Learning Lab Service Planning and Delivery

 

This one-day skill-building learning lab provides opportunity to create individualized case plans and correctly document case plan information in SACWIS. It's based on the concepts presented in Caseworker Core Module VI.

Child Development: Implications for Family-Centered Child Protective Services

 

This three-day workshop examines the developmental consequences of child abuse and neglect from birth through adolescence; establishes a framework for the early recognition of developmental concerns; and impact child vulnerability and child functioning have on assessing safety and risk for children; stresses the importance of including developmental and remedial services in child welfare case plans. Strategies to promote the healthy development of children who have been abused and neglected are presented.

Separation, Placement, and Reunification in Family-Centered Child Protective Services

 

This workshop addresses the knowledge and skill required for child welfare caseworkers to provide services related to removal and child placement. The workshop focuses on the traumatic effects of separation on children and their families, placement prevention, the proper way to place children to prevent further trauma, involving children and families in the placement process, choosing the least restrictive placement while maintaining safety, working with substitute caregivers and families as part of the service team, strategies for promoting timely reunification, and the importance of permanence for all children.

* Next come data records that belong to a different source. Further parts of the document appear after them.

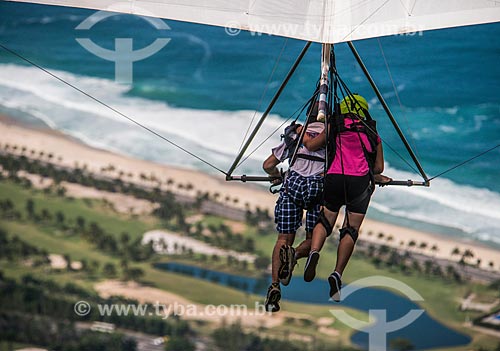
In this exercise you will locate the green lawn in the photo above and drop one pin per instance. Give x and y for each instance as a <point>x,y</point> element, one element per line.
<point>440,298</point>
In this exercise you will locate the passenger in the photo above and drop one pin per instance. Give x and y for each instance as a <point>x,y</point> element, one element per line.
<point>301,190</point>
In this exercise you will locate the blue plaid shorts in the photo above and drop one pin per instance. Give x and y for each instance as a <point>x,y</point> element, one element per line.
<point>297,194</point>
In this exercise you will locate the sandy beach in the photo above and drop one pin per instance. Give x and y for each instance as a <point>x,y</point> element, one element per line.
<point>69,152</point>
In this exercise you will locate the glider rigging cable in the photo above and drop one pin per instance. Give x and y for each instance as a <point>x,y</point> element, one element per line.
<point>176,145</point>
<point>110,107</point>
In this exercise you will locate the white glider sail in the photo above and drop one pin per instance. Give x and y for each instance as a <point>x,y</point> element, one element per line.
<point>324,21</point>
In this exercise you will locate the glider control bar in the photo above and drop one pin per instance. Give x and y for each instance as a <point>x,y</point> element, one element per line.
<point>244,178</point>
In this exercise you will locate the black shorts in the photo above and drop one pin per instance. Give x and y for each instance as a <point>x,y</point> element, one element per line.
<point>339,188</point>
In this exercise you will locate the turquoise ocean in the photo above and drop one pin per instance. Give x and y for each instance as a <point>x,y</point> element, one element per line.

CASEWORKER SPECIALIZED TOPIC AREAS

Specialized workshops address knowledge and skills needed by staff who work in special program areas or with particular client populations.  Training content includes both basic and advanced level coursework.  Workers attend specialized training when it is indicated on their Individual Training Needs Assessment (ITNA).


Specialized caseworker topic areas (classifications) and competencies can be accessed on the Universe of Competencies pages of this site, which will also direct you on how to search by competencies and classifications in E-Track.


CASEWORKER RELATED TOPIC AREAS

Child welfare practice requires knowledge and skill in many related areas of casework practice.  An attempt has been made to develop an exhaustive list of relevant topic areas.  The scope of individual workshops is developed from aggregate Individual Training Needs Assessment (ITNA) data.  Both basic and advanced level content are available in all topic areas.


Related caseworker topic areas (classifications) and competencies can be accessed on the Universe of Competencies pages of this site, which will also direct you on how to search by competencies and classifications in E-Track.